British English, to me, has a couple of sounds that require the tip of the tongue to go spelunking in the front of the teeth, on the top and sometimes locking in on the lower teeth as a semi lisp (think ‘issues’). American English? Well, in the beginning of living here I explained that AE is a little more like being drunk and talking with food in your mouth. Sorry for being rude, it’s what I said at the time. I can recognize that there are more stressed Rs in the pronunciation and that makes is a little more “chewy” to talk. Think about how to pronounce "were" [wae:] and "were" [weRr]. Compared to BE I don’t have to focus as much on how things are pronounced since it is less subtle, thus finding it easier and a little less precise, if that makes sense?

German, as a contrast, has the same pitch as Swedish to me when I speak it. There’s a lot of overlap in the sounds and diphthongs feel more natural and I have a good sense on how to make the sounds without thinking or working it too much. It’s also a couple of more throat sounds (guttural?) so I think it is easier to keep a lower voice/pitch. (This is me guessing obviously, I'm not a linguist at any rate.)

After a few months here in the United States I realized that while I was speaking English every day at work, on the weekend I kept up with my Swedish friends and family and when I had spent too much time (many many hours) on the phone in Swedish I was horse. Why? Because I stressed my voice in American English much more and I changed pitch every time I shifted languages.

Why am I thinking about this now? Well, it’s a disclaimer for something that will happen in a few weeks or maybe months...

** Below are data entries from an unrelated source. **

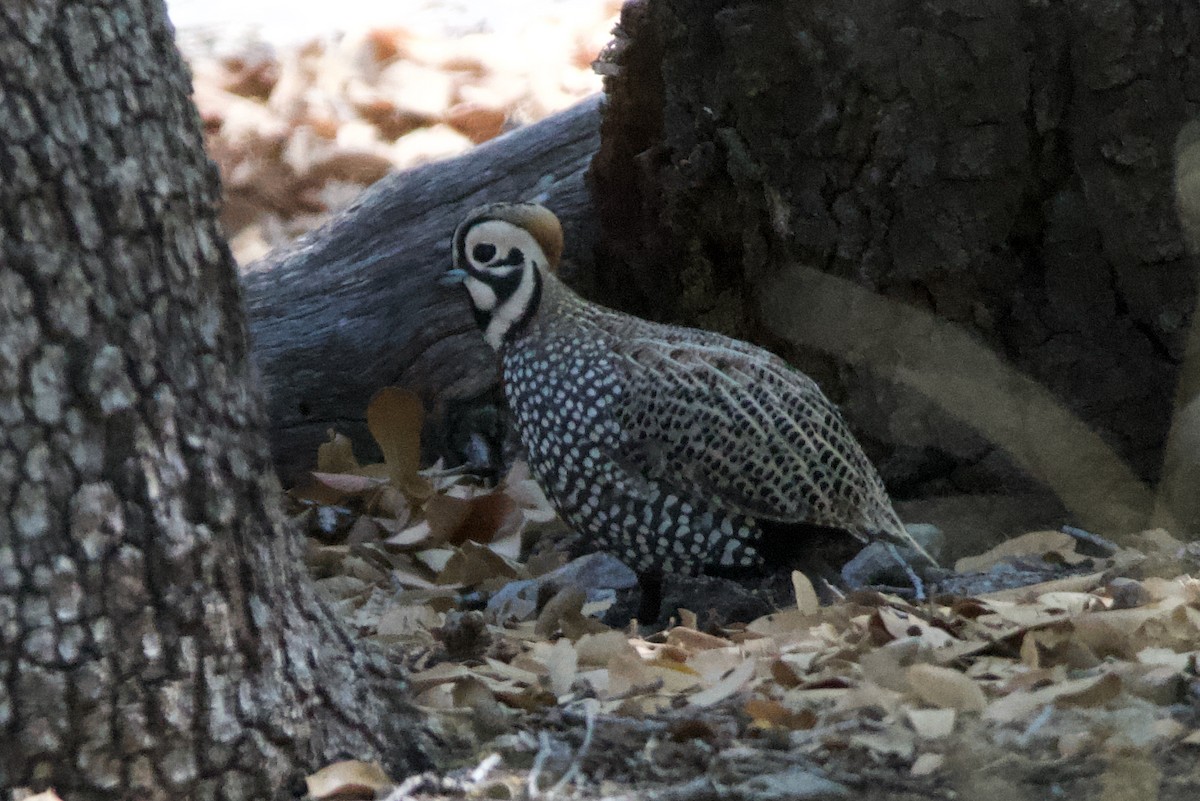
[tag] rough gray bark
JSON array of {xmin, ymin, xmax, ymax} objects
[
  {"xmin": 244, "ymin": 97, "xmax": 600, "ymax": 482},
  {"xmin": 592, "ymin": 0, "xmax": 1200, "ymax": 537},
  {"xmin": 0, "ymin": 0, "xmax": 425, "ymax": 799}
]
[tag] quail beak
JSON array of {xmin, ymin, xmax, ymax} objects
[{"xmin": 438, "ymin": 267, "xmax": 467, "ymax": 287}]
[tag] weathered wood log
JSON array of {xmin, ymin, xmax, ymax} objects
[{"xmin": 244, "ymin": 96, "xmax": 600, "ymax": 483}]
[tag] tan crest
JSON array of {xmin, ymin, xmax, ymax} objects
[{"xmin": 469, "ymin": 203, "xmax": 563, "ymax": 272}]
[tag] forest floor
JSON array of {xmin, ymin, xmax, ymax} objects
[
  {"xmin": 290, "ymin": 389, "xmax": 1200, "ymax": 801},
  {"xmin": 180, "ymin": 10, "xmax": 1200, "ymax": 801}
]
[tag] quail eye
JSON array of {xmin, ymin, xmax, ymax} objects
[{"xmin": 470, "ymin": 242, "xmax": 496, "ymax": 264}]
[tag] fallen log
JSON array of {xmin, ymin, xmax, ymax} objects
[{"xmin": 242, "ymin": 96, "xmax": 600, "ymax": 484}]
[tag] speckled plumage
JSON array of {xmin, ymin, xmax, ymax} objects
[{"xmin": 455, "ymin": 204, "xmax": 923, "ymax": 573}]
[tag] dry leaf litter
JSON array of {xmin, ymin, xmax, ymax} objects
[
  {"xmin": 180, "ymin": 0, "xmax": 620, "ymax": 265},
  {"xmin": 292, "ymin": 389, "xmax": 1200, "ymax": 797}
]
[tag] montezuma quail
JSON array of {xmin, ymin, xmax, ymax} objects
[{"xmin": 449, "ymin": 204, "xmax": 932, "ymax": 608}]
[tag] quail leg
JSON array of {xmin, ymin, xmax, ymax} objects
[{"xmin": 637, "ymin": 571, "xmax": 662, "ymax": 626}]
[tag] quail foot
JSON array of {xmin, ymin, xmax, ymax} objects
[{"xmin": 448, "ymin": 203, "xmax": 935, "ymax": 621}]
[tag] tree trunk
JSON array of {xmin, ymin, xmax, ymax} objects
[
  {"xmin": 0, "ymin": 0, "xmax": 425, "ymax": 799},
  {"xmin": 590, "ymin": 0, "xmax": 1200, "ymax": 531}
]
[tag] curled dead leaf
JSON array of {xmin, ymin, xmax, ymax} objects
[
  {"xmin": 367, "ymin": 386, "xmax": 433, "ymax": 501},
  {"xmin": 305, "ymin": 759, "xmax": 395, "ymax": 801},
  {"xmin": 906, "ymin": 664, "xmax": 988, "ymax": 712}
]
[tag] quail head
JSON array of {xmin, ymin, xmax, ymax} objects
[{"xmin": 450, "ymin": 204, "xmax": 932, "ymax": 612}]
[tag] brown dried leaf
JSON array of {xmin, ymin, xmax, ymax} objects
[
  {"xmin": 906, "ymin": 664, "xmax": 988, "ymax": 712},
  {"xmin": 954, "ymin": 531, "xmax": 1075, "ymax": 573},
  {"xmin": 792, "ymin": 570, "xmax": 821, "ymax": 615},
  {"xmin": 312, "ymin": 472, "xmax": 383, "ymax": 495},
  {"xmin": 376, "ymin": 603, "xmax": 443, "ymax": 637},
  {"xmin": 317, "ymin": 428, "xmax": 359, "ymax": 472},
  {"xmin": 745, "ymin": 698, "xmax": 817, "ymax": 731},
  {"xmin": 367, "ymin": 386, "xmax": 433, "ymax": 500},
  {"xmin": 305, "ymin": 759, "xmax": 395, "ymax": 801},
  {"xmin": 688, "ymin": 658, "xmax": 758, "ymax": 706},
  {"xmin": 905, "ymin": 709, "xmax": 958, "ymax": 740},
  {"xmin": 437, "ymin": 540, "xmax": 524, "ymax": 586},
  {"xmin": 425, "ymin": 492, "xmax": 522, "ymax": 546}
]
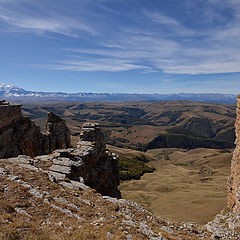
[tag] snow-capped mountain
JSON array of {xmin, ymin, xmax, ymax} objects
[{"xmin": 0, "ymin": 83, "xmax": 237, "ymax": 103}]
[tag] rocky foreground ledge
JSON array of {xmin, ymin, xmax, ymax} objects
[
  {"xmin": 0, "ymin": 152, "xmax": 240, "ymax": 240},
  {"xmin": 0, "ymin": 123, "xmax": 240, "ymax": 240}
]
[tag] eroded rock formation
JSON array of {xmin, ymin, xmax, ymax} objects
[
  {"xmin": 227, "ymin": 95, "xmax": 240, "ymax": 212},
  {"xmin": 0, "ymin": 100, "xmax": 71, "ymax": 158},
  {"xmin": 47, "ymin": 123, "xmax": 121, "ymax": 198}
]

You see, I got asked to be on a podcast in an interview! A great honor and so much fun. I practiced my “voice” before the interview, and prepped things that I wanted to say and planned good proper BE since that is what I normally end up talking when I’m on panels or giving talks. (Note, usually after giving a talk my colleagues come up to me in the end and comment that I’ve slipped into the BE and wonder why? Because I feel grounded in BE and I feel more confident in it? Or that I'm not trying to adapt to the AE all around me in the stores and I do try and fit in so I'm not an obvious immigrant all the time?) Anyhow, I need to continue with my excuse and explanation and not get side tracked.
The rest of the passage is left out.